Sue and Brendan say their relations with the social workers involved with Molly began to deteriorate. Sue feels she was not involved in decisions regarding Molly. She said she was promised we work with Molly which never materialised.

Sue was asked if she would consider long term foster care for Molly, and she said she would think about it. Molly had been visiting a couple at weekends, and it emerged that this couple were the prospective foster parents. Sue asked to meet them.

Months later, she and Brendan did so. By now, Molly had been having weekly visits with them for eight months. However, the couple were not happy about their chances of success as long term foster parents to Molly.

Despite their misgivings, the contact between Molly and the couple increased, so that she was eventually spending most of each, week with them. Sue asked them to stop the visits for a while and said she was not agreeing to the fostering. According to Sue, the social worker said he would be seeking a compulsory care order. An interim was granted by the courts two months ago.
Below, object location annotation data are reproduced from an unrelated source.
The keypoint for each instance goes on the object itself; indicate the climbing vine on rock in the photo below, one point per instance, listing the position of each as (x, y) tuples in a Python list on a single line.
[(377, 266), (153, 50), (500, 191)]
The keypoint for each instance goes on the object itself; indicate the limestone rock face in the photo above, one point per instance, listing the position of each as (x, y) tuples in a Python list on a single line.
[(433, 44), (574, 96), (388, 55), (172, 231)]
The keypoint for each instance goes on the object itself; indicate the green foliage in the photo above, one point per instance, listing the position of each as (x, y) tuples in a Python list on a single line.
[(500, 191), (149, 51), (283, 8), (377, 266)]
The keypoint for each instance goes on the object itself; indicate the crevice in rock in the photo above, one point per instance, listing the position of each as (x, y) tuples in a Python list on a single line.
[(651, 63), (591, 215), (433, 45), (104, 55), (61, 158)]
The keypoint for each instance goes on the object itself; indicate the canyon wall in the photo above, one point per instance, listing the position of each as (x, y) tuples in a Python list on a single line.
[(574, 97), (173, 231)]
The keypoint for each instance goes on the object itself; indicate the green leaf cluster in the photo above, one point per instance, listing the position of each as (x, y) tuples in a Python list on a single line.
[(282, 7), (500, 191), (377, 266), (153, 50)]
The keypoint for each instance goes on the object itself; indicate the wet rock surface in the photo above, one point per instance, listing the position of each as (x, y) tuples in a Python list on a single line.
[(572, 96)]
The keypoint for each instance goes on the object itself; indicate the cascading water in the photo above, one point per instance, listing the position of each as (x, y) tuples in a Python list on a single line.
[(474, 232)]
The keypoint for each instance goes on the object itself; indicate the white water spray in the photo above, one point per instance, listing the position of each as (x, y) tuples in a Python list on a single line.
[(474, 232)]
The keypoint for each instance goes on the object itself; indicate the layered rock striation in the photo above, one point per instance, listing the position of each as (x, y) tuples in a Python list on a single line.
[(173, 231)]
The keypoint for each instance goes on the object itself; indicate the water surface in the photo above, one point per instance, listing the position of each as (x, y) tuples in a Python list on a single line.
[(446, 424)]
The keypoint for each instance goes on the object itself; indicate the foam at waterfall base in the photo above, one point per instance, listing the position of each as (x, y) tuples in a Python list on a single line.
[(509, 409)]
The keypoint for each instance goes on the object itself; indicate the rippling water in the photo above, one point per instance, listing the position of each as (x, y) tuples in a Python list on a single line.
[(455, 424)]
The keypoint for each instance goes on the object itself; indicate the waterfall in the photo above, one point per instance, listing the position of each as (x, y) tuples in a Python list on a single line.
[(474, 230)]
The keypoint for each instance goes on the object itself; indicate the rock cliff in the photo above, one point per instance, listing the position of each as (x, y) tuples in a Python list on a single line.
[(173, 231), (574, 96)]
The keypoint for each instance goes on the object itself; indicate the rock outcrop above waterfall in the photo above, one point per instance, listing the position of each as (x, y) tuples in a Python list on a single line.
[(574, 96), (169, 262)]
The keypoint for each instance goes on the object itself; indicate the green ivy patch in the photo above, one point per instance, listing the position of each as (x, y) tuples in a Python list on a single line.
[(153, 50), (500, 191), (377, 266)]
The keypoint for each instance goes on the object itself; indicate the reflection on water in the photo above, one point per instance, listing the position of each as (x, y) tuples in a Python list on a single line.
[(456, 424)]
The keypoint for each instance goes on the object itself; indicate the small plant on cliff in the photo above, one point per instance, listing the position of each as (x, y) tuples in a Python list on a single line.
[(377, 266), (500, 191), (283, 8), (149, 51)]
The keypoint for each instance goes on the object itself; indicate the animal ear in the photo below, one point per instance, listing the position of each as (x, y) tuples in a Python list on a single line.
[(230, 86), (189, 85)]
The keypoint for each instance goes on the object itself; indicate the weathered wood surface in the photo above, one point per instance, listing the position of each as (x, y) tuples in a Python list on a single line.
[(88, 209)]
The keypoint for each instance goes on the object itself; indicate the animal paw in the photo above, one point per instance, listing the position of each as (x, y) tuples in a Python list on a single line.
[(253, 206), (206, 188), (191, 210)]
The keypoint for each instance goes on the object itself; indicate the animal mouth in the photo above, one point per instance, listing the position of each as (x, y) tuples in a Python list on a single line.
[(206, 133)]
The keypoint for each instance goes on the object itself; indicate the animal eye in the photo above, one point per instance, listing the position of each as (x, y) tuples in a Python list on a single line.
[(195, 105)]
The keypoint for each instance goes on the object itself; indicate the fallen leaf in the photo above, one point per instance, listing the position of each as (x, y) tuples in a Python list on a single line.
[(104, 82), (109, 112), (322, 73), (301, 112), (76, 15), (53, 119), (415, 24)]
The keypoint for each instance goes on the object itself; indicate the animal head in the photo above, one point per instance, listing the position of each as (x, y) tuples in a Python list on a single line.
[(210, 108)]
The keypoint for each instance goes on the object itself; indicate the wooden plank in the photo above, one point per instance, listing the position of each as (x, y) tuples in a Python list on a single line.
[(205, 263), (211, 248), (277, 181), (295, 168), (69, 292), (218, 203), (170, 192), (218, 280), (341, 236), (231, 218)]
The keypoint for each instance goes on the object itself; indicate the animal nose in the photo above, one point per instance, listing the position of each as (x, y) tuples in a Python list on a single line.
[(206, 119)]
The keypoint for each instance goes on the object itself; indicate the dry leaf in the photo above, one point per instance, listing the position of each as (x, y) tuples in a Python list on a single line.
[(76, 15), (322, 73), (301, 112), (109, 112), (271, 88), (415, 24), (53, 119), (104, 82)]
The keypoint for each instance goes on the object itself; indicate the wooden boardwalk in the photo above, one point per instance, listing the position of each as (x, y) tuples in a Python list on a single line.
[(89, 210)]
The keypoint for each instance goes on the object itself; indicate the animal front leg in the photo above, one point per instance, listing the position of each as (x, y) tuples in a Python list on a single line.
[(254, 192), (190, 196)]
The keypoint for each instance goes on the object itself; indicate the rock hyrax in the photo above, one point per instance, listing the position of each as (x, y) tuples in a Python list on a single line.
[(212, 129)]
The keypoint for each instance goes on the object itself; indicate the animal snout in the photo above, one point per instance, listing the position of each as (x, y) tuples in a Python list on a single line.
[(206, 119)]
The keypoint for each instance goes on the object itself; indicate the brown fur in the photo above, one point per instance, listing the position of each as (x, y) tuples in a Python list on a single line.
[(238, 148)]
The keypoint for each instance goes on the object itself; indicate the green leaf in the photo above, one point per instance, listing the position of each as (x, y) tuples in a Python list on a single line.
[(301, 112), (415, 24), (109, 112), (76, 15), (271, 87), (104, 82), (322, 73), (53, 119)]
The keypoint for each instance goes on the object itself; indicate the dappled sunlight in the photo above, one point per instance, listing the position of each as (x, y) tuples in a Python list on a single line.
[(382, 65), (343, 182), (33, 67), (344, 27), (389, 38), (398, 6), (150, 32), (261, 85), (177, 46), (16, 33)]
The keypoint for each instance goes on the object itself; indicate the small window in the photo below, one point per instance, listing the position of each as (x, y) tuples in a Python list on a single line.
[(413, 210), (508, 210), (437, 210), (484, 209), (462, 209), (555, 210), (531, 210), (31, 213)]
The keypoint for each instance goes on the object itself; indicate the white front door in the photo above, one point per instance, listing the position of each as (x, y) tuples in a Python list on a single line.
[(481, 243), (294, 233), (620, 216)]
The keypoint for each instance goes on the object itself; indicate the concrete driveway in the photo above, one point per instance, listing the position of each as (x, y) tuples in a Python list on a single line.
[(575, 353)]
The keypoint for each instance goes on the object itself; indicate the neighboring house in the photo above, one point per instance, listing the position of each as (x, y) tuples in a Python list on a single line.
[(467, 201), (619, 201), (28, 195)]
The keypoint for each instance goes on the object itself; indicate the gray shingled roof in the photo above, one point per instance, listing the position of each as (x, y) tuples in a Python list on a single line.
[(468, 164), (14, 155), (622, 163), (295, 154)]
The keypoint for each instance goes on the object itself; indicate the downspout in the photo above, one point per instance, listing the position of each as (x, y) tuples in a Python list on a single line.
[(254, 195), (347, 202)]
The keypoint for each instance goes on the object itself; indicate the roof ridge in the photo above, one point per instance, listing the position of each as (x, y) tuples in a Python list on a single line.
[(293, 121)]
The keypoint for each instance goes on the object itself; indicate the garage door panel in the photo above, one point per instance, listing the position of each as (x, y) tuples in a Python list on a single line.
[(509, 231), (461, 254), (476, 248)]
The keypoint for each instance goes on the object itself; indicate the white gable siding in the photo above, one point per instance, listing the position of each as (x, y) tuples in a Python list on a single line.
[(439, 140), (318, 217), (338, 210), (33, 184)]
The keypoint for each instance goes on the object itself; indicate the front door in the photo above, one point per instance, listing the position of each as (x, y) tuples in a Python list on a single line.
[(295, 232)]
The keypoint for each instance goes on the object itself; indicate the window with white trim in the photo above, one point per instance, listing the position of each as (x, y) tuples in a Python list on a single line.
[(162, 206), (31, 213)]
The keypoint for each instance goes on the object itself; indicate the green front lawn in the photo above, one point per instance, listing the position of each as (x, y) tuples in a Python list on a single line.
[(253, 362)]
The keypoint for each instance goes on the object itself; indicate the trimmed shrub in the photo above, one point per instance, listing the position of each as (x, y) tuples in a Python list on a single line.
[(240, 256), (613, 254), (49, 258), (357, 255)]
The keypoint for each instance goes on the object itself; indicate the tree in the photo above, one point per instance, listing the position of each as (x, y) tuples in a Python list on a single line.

The Eastern Health Board has said it cannot discuss individual cases, so it could not give its reasons for seeking the compulsory care order. However, a spokeswoman stressed that such orders were rare.

"The fact that mothers break confidentiality does not mean that the health board can do it. We have 1,500 children in care, and we have no desire to take children into care unless strictly necessary. The health board's instinct is that parents should care for their children. Judges are very slow to make care orders," the spokeswoman said.

In recent weeks events have taken a dramatic turn. Sue was contacted by the social worker, band asked to see him urgently. She and Brendan went to meet him and others from the residential home. There they were told that the workers in the home had found out two weeks before that Molly, then nine, had been sexually abused in the home by a boy aged 15 and possibly also by his 14 year old brother.

Her next visit with Molly was in the presence of a social worker with whom her relations were bad, and Sue felt that she could not ask Molly what had happened. "I was told I couldn't see her alone."

Sue feels aggrieved because she feels she did not get the help she wanted for her daughter and as a result has become estranged " from her.

"I don't know why they're looking for the care order. It's not as if we're alcoholics or anything."

Because of client confidentiality, the health board cannot put its side of the story. However, this means that because discussion of specific practice is impossible, public accountability is, at the least, difficult.